Heinrich stand vor Staunen noch immer der Mund offen und Hagweed fing an zu lachen, als sein Blick auf ihn fiel. Als Heinrich es bemerkte, klappte er den Mund rasch zu.

»Was dachtest du, wo du Zauberstäbe und Bücher über Zaubertrankbrauerei bekommst? Bei Woolworth in Poppenbüttel?« Hagweed lachte wiehernd und wies mit ausladender Gebärde in die Runde. »Die Winkel-Mall. Alles, was du für den magischen Hausgebrauch benötigst, findest du hier. Und noch etwas mehr. Sehen wir uns ein bisschen um?«

Staunend klebte Heinrich Hagweed an den Fersen, während der den Fremdenführer mimte und Heinrich mit lässigen Gesten den örtlichen Einzelhandel nahebrachte. »Das hier ist ›Star-Back‹, eine unserer größten Bäckereiketten. Machen prima Blaubeermuffins. Dort hinten der Klamottenladen, das ist ›H&M‹: ›Hexen- und Magiermode‹. Da können wir nachher deine Uniformen kaufen.
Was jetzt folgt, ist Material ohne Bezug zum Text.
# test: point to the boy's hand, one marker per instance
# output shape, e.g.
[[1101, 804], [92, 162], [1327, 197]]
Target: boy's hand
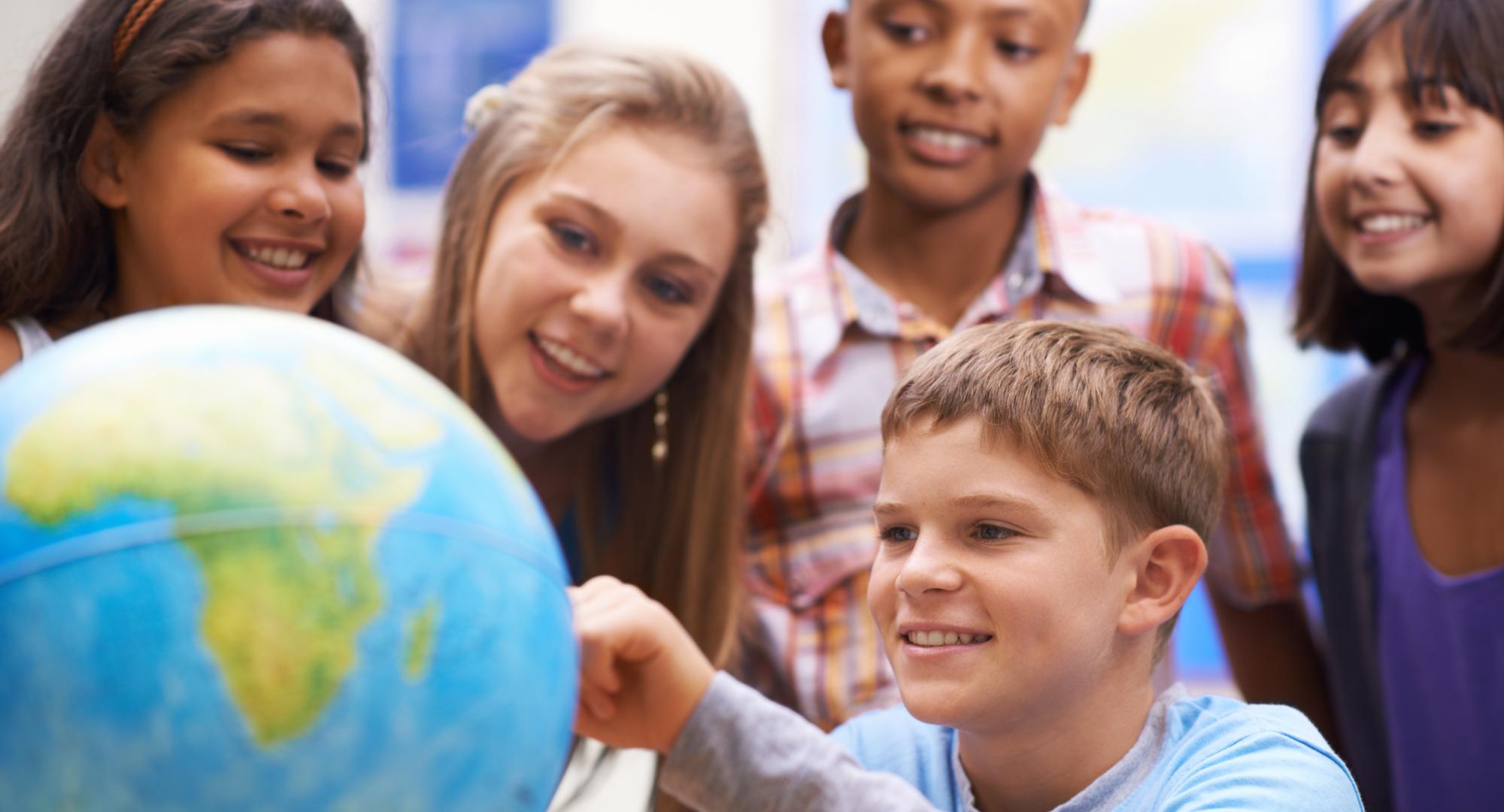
[[641, 674]]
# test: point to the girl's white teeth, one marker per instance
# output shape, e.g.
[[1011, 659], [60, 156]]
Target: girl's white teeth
[[1386, 225], [569, 359], [945, 139], [945, 638], [287, 259]]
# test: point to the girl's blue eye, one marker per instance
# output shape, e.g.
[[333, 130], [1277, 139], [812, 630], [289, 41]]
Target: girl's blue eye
[[993, 533], [667, 289], [899, 535], [572, 238]]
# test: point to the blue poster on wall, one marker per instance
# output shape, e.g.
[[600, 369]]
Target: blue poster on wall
[[443, 52]]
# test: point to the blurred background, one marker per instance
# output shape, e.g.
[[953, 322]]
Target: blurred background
[[1199, 112]]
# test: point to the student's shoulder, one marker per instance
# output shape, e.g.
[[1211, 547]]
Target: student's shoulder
[[896, 742], [10, 348], [1225, 754], [1345, 411], [1168, 256]]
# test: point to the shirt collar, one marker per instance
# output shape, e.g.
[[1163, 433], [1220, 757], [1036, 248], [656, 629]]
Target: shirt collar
[[1057, 241]]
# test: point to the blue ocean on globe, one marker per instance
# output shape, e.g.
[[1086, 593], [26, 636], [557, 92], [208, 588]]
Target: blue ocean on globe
[[256, 562]]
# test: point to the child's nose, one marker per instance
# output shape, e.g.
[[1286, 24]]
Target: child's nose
[[302, 196], [957, 71], [1378, 157], [602, 301], [929, 569]]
Sind etwas entkrampfter, als die antiquierten Fummel mit Stehkragen von ›C&A‹. Zwischendurch muss ich noch hier drüben zu ›Grünkotz‹, der führenden ortsansässigen Magierbank, und für Professor Schwurbelbart was abholen. Und falls du zwischendurch was zu picken brauchst: Nirgends gibt's bessere Burger, als bei ›McWizards‹, einer unserer angesagtesten Fad-Food-Ketten. Dort vorne bei Olli gibt's 'n ganz gutes Bier. Früher hat Olli hier in der achten oder neunten Generation Zauberstäbe verkauft. Das war, bevor der ›Magier Markt‹ den ganzen Zauberstabmarkt an sich gerissen hat.«

›Bei Olli – Inhaber: Mr. Oleander‹, las Heinrich an der Glastür des bezeichneten Ladens, der gerammelt voll mit erschöpften Einkäufern war, die beim Bier oder Kaffee ein wenig verschnauften.

»Oh, Mann, damals hat auf dem ganzen Gelände hier eine kleine verwinkelte Puffgasse mit etlichen windschiefen und abbruchreifen Buden gestanden«, erinnerte sich Hagweed mit leicht diesigem Blick. »Dann haben Investoren das Ganze aufgekauft, eingeebnet und im Zuge eines Stadtentwicklungsprojektes die Winkel-Mall aufgezogen. Hat viele Leute verärgert, aber so funktioniert halt die Marktwirtschaft. Die Preise für Zauberstäbe sind seitdem um die Hälfte gesunken.«

Sie nahmen die Rolltreppe ins erste Obergeschoss, schlenderten an schier endlosen gläsernen Schaufensterfassaden entlang und inspizierten hier und da die Auslagen und Warensortimente. Heinrich hatte gar nicht genug Augen und Ohren, um all die auf ihn einstürmenden Eindrücke zu verarbeiten. Hagweed erklärte die exotischen Artikel und hatte zu allem, auf das Heinrich zeigte, eine Antwort parat. »Die Früchte da? Das sind Melaten. Eine Kreuzung aus Melonen und Tomaten. Sehr schmackhaft. Die daneben heißen Würgpflaumen. Werden nicht so arg geschätzt, weil sie ziemlich scharf nach Drachenmist riechen. Deshalb werden sie eingepackt verkauft. Als Brechmittel sind sie aber äußerst wirksam.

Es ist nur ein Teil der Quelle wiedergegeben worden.